New Delhi: Increased use of cooking gas may shrink the incidence of tuberculosis (TB) in India, if statistics from the latest National Family Health Survey (NFHS-4) on TB prevalence are considered.
The NFHS-4 (2015-16) showed a great variation of TB prevalence in accordance with the type of cooking fuel used at home. TB was more common in homes using solid cooking fuels than using clean fuels.
More people die of TB in India than any other country.
“There is a great deal of variation in the prevalence of TB according to the type of cooking fuel the household uses, ranging from a low of 206 per 100,000 usual residents in households using electricity, liquid petroleum gas (LPG, or cooking gas), natural gas, or biogas to a high of 567 persons per 100,000 in households using straw, shrubs, or grass for cooking,” said the report released in January.
With only 44% of households using clean fuel for cooking in India, as per the survey, the government’s Pradhan Mantri Ujjwala Yojana (PMUY) scheme that aims to provide 50 million free LPG connections may prove helpful in tackling TB.
PMUY, launched in 2016, aims to safeguard the health of women and children by providing them with LPG, so that they are protected from smoke while cooking or from having to go into unsafe areas to collect firewood.
“There is a direct connection of TB and indoor pollution. One of the main reasons of indoor pollution is solid cooking fuels which is a big risk factor for TB and Chronic obstructive pulmonary disease (COPD). Tuberculosis is a major public health problem in India because of poor people using chulhas and cooking in small rooms,” said Sunil Khaparde, deputy director general (TB) ministry of health and family welfare.
“PMUY can prove to be a great social reform. There are several other risk factors for prevalence of TB also, but if more and more households start using clean cooking fuel, there will a significant reduction in burden of TB in the country,” he said.

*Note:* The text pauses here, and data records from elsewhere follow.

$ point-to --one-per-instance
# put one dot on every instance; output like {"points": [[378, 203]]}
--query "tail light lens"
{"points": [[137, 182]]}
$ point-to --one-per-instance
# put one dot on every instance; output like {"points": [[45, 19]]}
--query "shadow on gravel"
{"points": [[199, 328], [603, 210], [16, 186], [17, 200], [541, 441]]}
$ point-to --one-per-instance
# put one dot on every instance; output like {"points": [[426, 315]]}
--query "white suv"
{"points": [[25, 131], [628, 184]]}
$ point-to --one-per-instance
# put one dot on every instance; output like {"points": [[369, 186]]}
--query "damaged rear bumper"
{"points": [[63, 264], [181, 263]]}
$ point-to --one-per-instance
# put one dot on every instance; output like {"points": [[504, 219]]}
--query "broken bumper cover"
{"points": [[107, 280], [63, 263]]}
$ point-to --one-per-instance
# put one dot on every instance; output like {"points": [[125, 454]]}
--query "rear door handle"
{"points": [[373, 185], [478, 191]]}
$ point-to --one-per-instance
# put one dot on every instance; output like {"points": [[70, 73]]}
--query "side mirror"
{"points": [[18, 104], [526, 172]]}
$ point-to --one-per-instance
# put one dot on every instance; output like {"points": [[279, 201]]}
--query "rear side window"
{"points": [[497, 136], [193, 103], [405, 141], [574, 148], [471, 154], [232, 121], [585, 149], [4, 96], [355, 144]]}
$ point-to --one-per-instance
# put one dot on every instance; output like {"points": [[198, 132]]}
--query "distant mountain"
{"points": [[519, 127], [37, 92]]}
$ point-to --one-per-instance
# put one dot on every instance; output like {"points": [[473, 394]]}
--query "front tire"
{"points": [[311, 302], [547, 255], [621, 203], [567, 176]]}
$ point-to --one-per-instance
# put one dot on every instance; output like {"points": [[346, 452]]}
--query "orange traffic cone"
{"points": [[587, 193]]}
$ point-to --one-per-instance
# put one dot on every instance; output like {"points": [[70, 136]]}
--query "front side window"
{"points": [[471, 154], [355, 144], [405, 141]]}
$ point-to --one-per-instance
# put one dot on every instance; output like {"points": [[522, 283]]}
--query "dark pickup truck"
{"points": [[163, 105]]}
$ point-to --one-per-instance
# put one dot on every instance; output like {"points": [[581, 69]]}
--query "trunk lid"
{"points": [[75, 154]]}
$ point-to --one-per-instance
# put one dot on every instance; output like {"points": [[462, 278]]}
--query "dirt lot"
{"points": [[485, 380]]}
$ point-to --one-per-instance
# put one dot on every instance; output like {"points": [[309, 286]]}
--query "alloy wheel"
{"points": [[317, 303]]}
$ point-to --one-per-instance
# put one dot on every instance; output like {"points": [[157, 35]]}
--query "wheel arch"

Health experts claim that exposure to smoke inside the home, either from cooking with solid fuels or smoking tobacco has potentially harmful health effects. Exposure to cooking smoke is greater when cooking takes place inside the house rather than in a separate building or outdoors, the NFHS-4 statistics indicated.
“TB prevalence is higher in households cooking in the house without having a separate room for cooking (383 persons per 100,000) than in households that cook in a separate room of the house (233 persons per 100,000) or in a separate building (306 per 100,000, but is highest of all in households cooking outdoors (425 persons per 100,000),” the NFHS-4 report said.
According to the World Health Organization’s (WHO) Global TB Report 2017, India has the highest number of TB cases in the world. According to the report, in India, an estimated 2.79 million people were suffering from TB in 2016 and up to 42.3 million TB patients were estimated to have died during the year.